The glorious advent of Christ, the hope of Israel

Since the Ascension Christ's coming in glory has been imminent,[18] even though "it is not for you to know times or seasons which the Father has fixed by his own authority."[19] This eschatological coming could be accomplished at any moment, even if both it and the final trial that will precede it are "delayed".[20]

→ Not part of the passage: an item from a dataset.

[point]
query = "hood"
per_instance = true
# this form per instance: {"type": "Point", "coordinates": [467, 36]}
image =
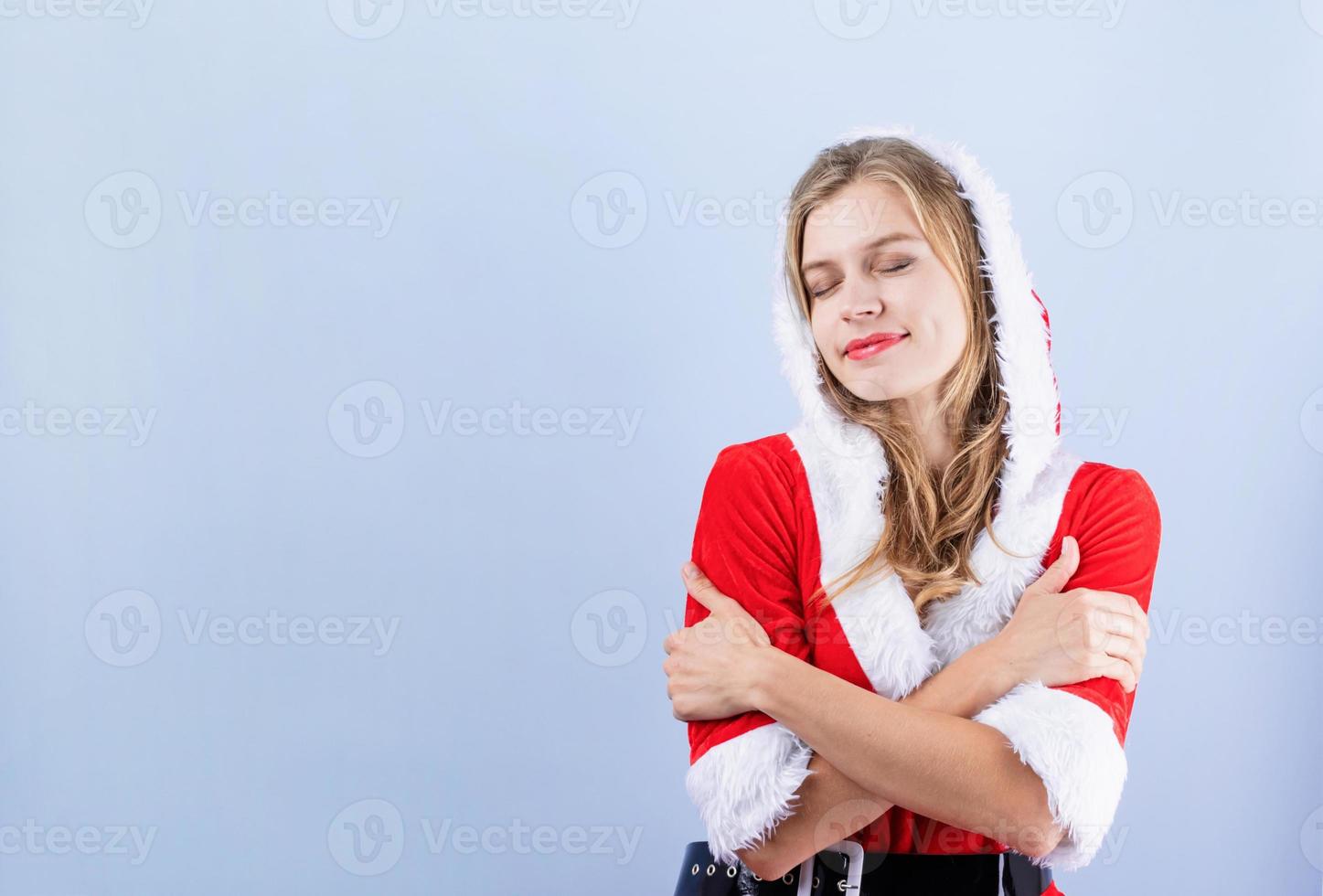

The glorious Messiah's coming is suspended at every moment of history until his recognition by "all Israel", for "a hardening has come upon part of Israel" in their "unbelief" toward Jesus.[21] St. Peter says to the Jews of Jerusalem after Pentecost: "Repent therefore, and turn again, that your sins may be blotted out, that times of refreshing may come from the presence of the Lord, and that he may send the Christ appointed for you, Jesus, whom heaven must receive until the time for establishing all that God spoke by the mouth of his holy prophets from of old."[22] St. Paul echoes him: "For if their rejection means the reconciliation of the world, what will their acceptance mean but life from the dead?"[23] The "full inclusion" of the Jews in the Messiah's salvation, in the wake of "the full number of the Gentiles",[24] will enable the People of God to achieve "the measure of the stature of the fullness of Christ", in which "God may be all in all."[25]